How to Avoid Deal Risks in Hospital Mergers and Acquisitions

As health-care providers team up to enter new markets and expand their capabilities, hospital mergers and acquisitions are likely to continue at a steady, if less-blistering, pace in 2023.

Amid economic uncertainties, it’s more important than ever for buyers, sellers, and investors to understand the key forces driving this activity, and some of the leading risks behind getting health-care deals done, particularly in the context of distressed systems.

Economic Pressures

Covid-19-related government spending and subsidies are winding down, energy and supply costs are rising, and interest rates are stabilizing after a 30-year peak.

Thus, once-profitable target companies find themselves on the distressed side of their balance sheets or face significant financial and operational challenges.

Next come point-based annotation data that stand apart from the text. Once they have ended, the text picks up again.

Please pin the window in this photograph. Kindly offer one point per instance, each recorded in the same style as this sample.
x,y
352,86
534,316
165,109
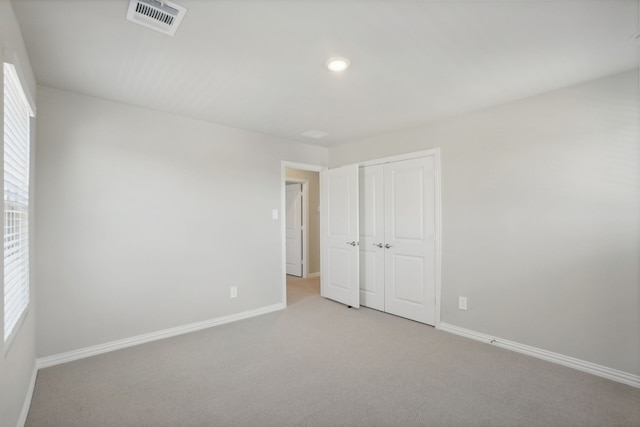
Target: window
x,y
17,113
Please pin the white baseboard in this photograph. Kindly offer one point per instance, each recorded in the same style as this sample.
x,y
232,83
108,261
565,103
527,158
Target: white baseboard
x,y
27,399
70,356
560,359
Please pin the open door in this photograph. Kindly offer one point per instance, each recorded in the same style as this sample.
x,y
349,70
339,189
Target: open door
x,y
340,275
293,229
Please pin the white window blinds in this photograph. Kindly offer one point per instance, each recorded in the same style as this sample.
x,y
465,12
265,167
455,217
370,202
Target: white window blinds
x,y
16,201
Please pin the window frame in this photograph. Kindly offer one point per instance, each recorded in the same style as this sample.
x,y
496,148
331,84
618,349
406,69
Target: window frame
x,y
20,193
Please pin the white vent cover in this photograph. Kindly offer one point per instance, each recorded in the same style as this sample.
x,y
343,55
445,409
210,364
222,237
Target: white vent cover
x,y
315,134
158,15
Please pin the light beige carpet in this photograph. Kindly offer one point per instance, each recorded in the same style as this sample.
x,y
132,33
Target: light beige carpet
x,y
319,363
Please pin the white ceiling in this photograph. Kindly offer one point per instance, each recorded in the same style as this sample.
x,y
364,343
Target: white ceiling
x,y
259,64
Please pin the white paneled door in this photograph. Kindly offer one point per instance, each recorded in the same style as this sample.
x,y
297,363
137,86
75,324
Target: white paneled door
x,y
340,235
293,229
398,238
410,239
372,237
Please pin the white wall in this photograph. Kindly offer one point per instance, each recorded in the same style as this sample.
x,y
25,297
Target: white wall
x,y
146,219
541,218
17,363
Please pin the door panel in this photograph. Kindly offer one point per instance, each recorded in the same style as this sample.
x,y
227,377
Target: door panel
x,y
293,229
410,234
371,236
339,229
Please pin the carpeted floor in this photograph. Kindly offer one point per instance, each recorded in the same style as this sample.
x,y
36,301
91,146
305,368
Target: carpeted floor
x,y
319,363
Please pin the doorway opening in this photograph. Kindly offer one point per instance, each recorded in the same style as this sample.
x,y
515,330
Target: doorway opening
x,y
300,231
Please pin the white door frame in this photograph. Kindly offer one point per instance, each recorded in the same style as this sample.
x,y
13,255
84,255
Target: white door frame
x,y
305,222
283,248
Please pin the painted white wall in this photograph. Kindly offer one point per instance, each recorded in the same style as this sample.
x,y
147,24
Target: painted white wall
x,y
541,218
17,363
146,219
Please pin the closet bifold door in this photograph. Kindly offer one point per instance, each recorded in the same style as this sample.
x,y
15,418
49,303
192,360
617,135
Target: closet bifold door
x,y
339,235
410,240
372,236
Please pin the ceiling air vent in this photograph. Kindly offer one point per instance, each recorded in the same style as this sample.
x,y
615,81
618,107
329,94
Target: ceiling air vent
x,y
158,15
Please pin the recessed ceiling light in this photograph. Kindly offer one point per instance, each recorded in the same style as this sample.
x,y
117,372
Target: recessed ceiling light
x,y
338,64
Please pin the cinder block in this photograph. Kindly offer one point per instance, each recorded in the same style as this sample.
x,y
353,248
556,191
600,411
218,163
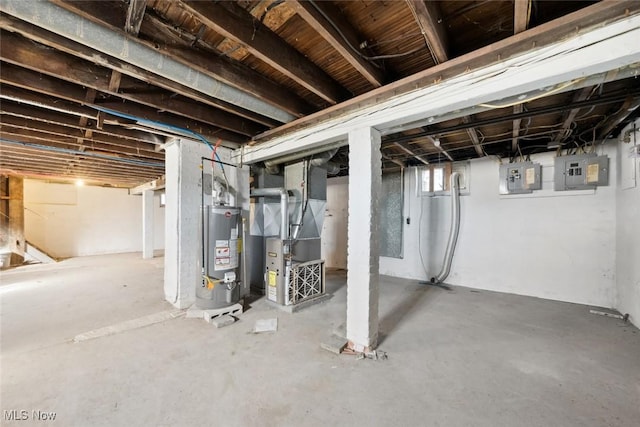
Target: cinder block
x,y
222,321
334,344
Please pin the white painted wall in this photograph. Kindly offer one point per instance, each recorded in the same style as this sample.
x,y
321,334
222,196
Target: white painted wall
x,y
627,227
334,229
67,221
555,245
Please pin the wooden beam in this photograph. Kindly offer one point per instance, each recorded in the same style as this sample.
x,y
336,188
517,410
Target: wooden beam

In the health-care sector, in particular, downward or flattening reimbursement pressures, physician recruiting challenges, and the transition to new payment models also create economic strains that erode revenues and negatively impact access to capital.

Labor issues are another growing concern. This month’s strike of more than 7,000 nurses at two New York City hospitals highlights the challenges facing health-care employers.

In 2021, as noted in a study published in Health Affairs, 1.8% of the nursing workforce—more than 100,000 nurses, the majority of whom were under age 35, according to McKinsey & Company—left the profession, a trend that was expected to accelerate into 2022 and beyond.

For many providers, these and other workforce-related issues are prompting their own flight to safety, or scale.

What was once a relatively balanced environment dominated by dealmakers seeking fast profits is pivoting toward a market in which troubled assets—and options for turning around such companies and service lines—are at the center of many transactions.

Deals Involving Distressed Systems

While acquisitions of distressed assets can provide benefits to buyers and sellers, both parties should ensure that such transactions do not lead to stumbling blocks further down the road.

Buyers and investors should always conduct thorough due diligence. These analyzes should involve more than clarifying the capital, finance, and operational structure of the target. They should also include a clear-eyed assessment of whether the acquirer can fix the challenges facing the seller.

Buyers and investors should also consider conducting transactions through the Chapter 11 process. Managed correctly, in-court processes can allow the buyer to emerge with the asset but without the debt.

In addition, deals handled through bankruptcy may allow buyers to discharge the conditions of collective bargaining agreements and acquire assets without assuming the litigation liability of the debtor.

A review of major contracts or leases that may shrink a target company’s footprint but also strengthen the acquiring entity are also necessary. Chapter 11 can give buyers and investors an opening to terminate the seller’s contracts, leases, and other cash-draining obligations.

Also tricky are situations where the buyer and seller are facing similar challenges. If, for example, both companies are facing steep labor costs, it may be better to step back from a deal rather than exacerbate an existing problem.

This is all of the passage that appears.